Query and knowledge graph relationship learning including a scoring module for inferring a new triple using the extracted topic, the embedding value connecting the embedding value of the query and the embedding value of the most similar predicate, and the subject and object of the knowledge graph knowledge completion device using
The method of claim 1,

The query embedding module determines an embedding value corresponding to the inputted query using a BERT-based RoBERT model, and a knowledge completion device using knowledge graph relationship learning.
According to claim 1,

The query embedding module performs tokenization to separate the input query into each word, and extracts topics by excluding words with a preset number of appearances or more in the knowledge graph. Using knowledge graph relationship learning knowledge completion device.
According to claim 1,

The similarity calculation module performs a dot product operation on the embedding values of all predicates obtained through the graph embedding module, finds the highest value by taking a sigmoid, and searches for a predicate most similar to the query statement Knowledge using graph relationship learning finished device.
The method of claim 1,

The scoring module places the extracted topic in the subject, places the embedding value connecting the query embedding value and the embedding value of the most similar predicate in the predicate, and places the subject and objects of the knowledge graph in the candidate object A knowledge completion device using a query that infers a new triple and knowledge graph relational learning.
6. The method of claim 5,

The scoring module sequentially places a plurality of candidate objects in the score calculation function, so that the entity with the highest score is an object related to an embedding value that connects the extracted topic and the query embedding value with the embedding value of the most similar predicate. Knowledge completion device using decision-making query and knowledge graph relationship learning.
As a method of completing knowledge by using a query and knowledge graph relationship learning in a device including a processor and a memory,

outputting a query embedding value corresponding to the inputted query;

extracting a topic from the input query;

outputting embedding values for a plurality of predicates, subjects, and objects included in the knowledge graph;

determining a predicate most similar to a query statement by calculating a similarity between the query embedding value and each of the embedding values of the plurality of predicates;

concatenating the embedding value of the query and the embedding value of the most similar predicate; and

Inferring a new triple using the extracted topic, the embedding value connecting the embedding value of the query and the embedding value of the most similar predicate, and the subject and object of the knowledge graph.

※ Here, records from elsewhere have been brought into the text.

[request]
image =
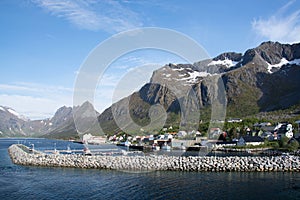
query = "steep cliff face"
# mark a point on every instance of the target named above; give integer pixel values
(262, 79)
(265, 78)
(61, 125)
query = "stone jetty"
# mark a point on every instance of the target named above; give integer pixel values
(21, 155)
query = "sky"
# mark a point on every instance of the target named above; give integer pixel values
(44, 43)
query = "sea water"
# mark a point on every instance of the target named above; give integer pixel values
(27, 182)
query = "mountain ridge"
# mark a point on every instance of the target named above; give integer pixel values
(262, 79)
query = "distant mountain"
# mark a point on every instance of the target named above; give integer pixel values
(60, 126)
(265, 78)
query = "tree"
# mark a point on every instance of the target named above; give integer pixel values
(283, 142)
(293, 145)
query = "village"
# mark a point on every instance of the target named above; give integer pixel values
(262, 136)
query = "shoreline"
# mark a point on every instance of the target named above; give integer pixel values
(21, 155)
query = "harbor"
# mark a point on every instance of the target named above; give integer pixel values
(21, 155)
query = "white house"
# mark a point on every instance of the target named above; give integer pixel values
(250, 140)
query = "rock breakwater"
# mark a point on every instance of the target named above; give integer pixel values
(21, 155)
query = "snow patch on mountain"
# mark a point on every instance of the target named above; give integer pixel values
(282, 62)
(228, 63)
(194, 76)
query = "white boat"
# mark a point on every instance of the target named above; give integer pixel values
(69, 151)
(166, 147)
(87, 152)
(156, 147)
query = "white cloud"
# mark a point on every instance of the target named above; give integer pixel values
(280, 27)
(110, 16)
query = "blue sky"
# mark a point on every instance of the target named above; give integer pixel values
(43, 43)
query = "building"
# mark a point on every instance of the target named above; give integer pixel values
(250, 140)
(224, 144)
(234, 120)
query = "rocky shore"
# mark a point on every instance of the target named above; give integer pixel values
(21, 155)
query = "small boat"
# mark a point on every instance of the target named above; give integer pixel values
(87, 152)
(166, 147)
(69, 151)
(155, 147)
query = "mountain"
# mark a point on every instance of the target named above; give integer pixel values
(60, 126)
(263, 79)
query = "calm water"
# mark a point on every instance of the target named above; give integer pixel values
(21, 182)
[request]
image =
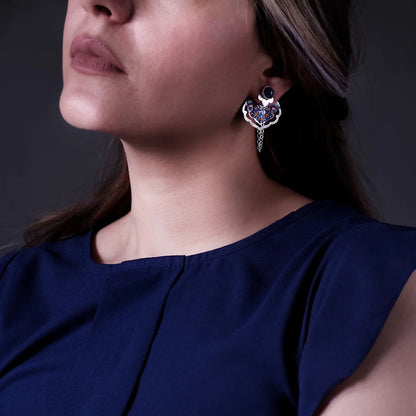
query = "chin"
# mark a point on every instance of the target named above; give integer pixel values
(81, 112)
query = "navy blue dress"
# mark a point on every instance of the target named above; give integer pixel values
(268, 325)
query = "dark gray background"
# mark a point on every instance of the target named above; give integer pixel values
(44, 163)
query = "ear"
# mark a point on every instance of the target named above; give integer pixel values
(269, 78)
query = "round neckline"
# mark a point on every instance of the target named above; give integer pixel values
(178, 260)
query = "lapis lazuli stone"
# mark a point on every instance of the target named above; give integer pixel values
(268, 92)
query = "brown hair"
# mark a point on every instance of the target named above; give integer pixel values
(306, 151)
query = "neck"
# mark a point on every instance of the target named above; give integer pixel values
(193, 199)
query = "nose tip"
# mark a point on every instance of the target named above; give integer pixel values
(119, 11)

How to use knowledge to complete.
8. The method of claim 7,

In the step of determining the predicate most similar to the query, a dot product operation is performed on the embedding values of all predicates obtained through the graph embedding module, and the highest value is found by taking a sigmoid. Knowledge completion method using graph relation learning.
8. The method of claim 7,

In the step of inferring the new triple, the extracted topic is placed in the subject, the embedding value connecting the query embedding value and the embedding value of the most similar predicate is placed in the predicate, and the subject and object of the knowledge graph A knowledge completion method using a query statement that infers a new triple by locating them to the candidate object and knowledge graph relational learning.
A computer readable program for performing the method according to claim 7.